Stage 1.5: Batching + Streaming
In the previous article, we took an aggressive approach by simply dropping batch processing and replacing it with streaming. This would make the architecture simple, but comes at the cost of a complete rewrite of all the analysis, since the data from streaming is not in the same format as the data from batch processing.
Therefore, we added an extra 1.5 stage to allow batch and streaming to coexist for a while until we could change the analysis framework to use streaming data sources for all subsequent analyses.
The advantage of this is of course that we don't need to do a Big Bang.
As Martin Fowler reportedly said, "the only thing a Big Bang rewrite guarantees is a Big Bang!".

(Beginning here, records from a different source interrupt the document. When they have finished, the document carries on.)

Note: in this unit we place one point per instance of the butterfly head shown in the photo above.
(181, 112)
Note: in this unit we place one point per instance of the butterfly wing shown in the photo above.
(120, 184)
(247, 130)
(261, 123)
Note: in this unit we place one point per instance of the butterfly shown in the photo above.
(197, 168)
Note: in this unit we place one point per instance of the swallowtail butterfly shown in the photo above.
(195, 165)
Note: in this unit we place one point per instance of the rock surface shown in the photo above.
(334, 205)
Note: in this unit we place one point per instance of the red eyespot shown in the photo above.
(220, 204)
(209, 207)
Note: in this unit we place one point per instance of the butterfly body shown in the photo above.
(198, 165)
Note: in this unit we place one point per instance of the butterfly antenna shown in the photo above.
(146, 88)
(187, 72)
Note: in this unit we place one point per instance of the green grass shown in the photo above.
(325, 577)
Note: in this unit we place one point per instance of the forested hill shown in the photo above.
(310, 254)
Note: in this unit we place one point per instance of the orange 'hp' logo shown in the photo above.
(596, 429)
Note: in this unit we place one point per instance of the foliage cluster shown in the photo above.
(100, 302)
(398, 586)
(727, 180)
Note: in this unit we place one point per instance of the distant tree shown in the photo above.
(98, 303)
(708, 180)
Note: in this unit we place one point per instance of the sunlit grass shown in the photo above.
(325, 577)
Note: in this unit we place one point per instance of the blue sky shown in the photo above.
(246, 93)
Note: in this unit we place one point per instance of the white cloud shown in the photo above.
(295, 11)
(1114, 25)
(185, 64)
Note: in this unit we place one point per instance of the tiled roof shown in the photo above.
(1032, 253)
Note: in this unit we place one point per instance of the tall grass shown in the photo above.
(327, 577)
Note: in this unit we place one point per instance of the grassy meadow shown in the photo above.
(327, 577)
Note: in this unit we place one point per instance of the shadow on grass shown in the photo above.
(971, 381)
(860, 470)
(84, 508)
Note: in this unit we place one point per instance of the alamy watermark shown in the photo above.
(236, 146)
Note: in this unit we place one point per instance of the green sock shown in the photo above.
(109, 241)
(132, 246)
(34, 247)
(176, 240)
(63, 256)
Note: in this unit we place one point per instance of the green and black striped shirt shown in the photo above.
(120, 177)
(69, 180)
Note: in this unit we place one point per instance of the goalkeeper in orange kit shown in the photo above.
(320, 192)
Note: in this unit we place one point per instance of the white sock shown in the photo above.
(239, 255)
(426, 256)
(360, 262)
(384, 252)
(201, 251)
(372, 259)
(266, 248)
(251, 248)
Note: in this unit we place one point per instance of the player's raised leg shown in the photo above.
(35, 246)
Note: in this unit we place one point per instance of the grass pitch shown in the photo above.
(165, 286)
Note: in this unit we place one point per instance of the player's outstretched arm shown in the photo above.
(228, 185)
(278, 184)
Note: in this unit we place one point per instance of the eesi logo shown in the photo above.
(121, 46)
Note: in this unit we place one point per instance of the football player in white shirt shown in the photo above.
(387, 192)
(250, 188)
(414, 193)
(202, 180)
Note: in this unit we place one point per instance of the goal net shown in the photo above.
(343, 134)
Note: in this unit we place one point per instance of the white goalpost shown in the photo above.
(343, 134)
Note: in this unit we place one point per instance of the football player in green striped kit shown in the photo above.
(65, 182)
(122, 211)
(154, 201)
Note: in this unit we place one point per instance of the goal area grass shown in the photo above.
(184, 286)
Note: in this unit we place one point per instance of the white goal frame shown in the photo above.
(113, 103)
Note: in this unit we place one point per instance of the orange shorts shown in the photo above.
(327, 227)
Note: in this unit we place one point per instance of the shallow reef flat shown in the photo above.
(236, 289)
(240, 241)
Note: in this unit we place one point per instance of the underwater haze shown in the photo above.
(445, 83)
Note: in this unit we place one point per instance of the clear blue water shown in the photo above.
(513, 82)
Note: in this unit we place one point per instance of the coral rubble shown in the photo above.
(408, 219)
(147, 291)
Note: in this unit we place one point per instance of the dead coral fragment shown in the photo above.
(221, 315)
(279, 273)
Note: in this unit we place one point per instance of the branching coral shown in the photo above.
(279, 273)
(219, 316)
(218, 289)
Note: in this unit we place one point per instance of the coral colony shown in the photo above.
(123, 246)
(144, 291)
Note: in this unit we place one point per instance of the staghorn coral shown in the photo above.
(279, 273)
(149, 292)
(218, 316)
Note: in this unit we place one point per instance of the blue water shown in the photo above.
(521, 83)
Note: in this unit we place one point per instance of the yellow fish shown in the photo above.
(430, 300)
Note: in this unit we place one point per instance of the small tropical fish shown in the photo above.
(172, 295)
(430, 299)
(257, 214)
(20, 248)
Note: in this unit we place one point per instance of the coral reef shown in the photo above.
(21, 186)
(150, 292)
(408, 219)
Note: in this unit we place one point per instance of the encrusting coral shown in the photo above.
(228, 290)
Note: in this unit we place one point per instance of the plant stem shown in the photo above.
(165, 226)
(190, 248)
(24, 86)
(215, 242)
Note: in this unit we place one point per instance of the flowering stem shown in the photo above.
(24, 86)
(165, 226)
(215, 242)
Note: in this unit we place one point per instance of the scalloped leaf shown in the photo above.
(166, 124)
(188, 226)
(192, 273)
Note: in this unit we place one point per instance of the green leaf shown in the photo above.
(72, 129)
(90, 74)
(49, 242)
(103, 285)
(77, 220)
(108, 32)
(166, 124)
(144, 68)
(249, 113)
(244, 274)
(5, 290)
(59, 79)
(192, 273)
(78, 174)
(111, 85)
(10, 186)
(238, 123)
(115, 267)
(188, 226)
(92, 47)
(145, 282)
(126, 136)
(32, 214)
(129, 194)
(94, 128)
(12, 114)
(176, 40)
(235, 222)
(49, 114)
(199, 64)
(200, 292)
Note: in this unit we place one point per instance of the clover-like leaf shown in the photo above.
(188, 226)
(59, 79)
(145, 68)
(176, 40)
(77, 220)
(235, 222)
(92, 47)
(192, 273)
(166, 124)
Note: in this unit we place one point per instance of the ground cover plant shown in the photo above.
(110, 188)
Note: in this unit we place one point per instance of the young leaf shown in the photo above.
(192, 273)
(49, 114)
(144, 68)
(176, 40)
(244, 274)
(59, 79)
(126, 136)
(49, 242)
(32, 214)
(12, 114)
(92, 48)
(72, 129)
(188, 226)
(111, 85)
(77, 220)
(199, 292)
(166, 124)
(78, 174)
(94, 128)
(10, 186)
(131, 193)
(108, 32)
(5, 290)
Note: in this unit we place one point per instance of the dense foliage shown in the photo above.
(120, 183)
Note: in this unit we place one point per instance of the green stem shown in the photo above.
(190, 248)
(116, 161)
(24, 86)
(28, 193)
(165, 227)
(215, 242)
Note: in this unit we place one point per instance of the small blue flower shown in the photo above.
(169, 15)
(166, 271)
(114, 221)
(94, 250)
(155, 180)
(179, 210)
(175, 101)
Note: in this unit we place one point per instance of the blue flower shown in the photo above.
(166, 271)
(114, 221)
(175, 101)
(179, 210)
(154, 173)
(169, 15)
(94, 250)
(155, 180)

However, the drawback is obvious, when there is any requirement for modification, we have to implement both batch processing and streaming processing, which greatly increases the difficulty of maintenance.
Therefore, although there is a 1.5 stage, it is important to realize that this is only a transition period and should not be considered as a solution.
Stage 2: Streaming
Once we have a transition period, we can evolve more smoothly from batch processing to streaming processing. In the previous stage, we will gradually move all the functionality from batch processing to streaming processing.
At the end, it's just easier to take away the batch processing.
But as I stated in my previous article, batch processing still has its value, so even if it is taken out of the main data pipeline, we will still have batch processing there.
It will just change from being the primary data producer to a secondary one, regularly reorganizing the data in the data warehouse to improve data utilization. Of course, batch processing can also be used to move out-of-date data from the data warehouse to cold storage, further saving storage costs.
Conclusion
The whole evolutionary process should be smooth and gradual.
In order to avoid a Big Bang, it is a difficult choice to move from one architecture to another. Each migration should have as small impact as possible, but at the same time, it should not be too small to make the pain period too long.
Overall, every organization has a different tempo. For an organization with sufficient human resources, this forward movement can be aggressive and fast, or on the contrary, measured.
But in any case, it is important to understand the dilemma and come up with a reasonable enough approach and, more importantly, a complete migration plan.
This planning process is actually as important as the architecture change.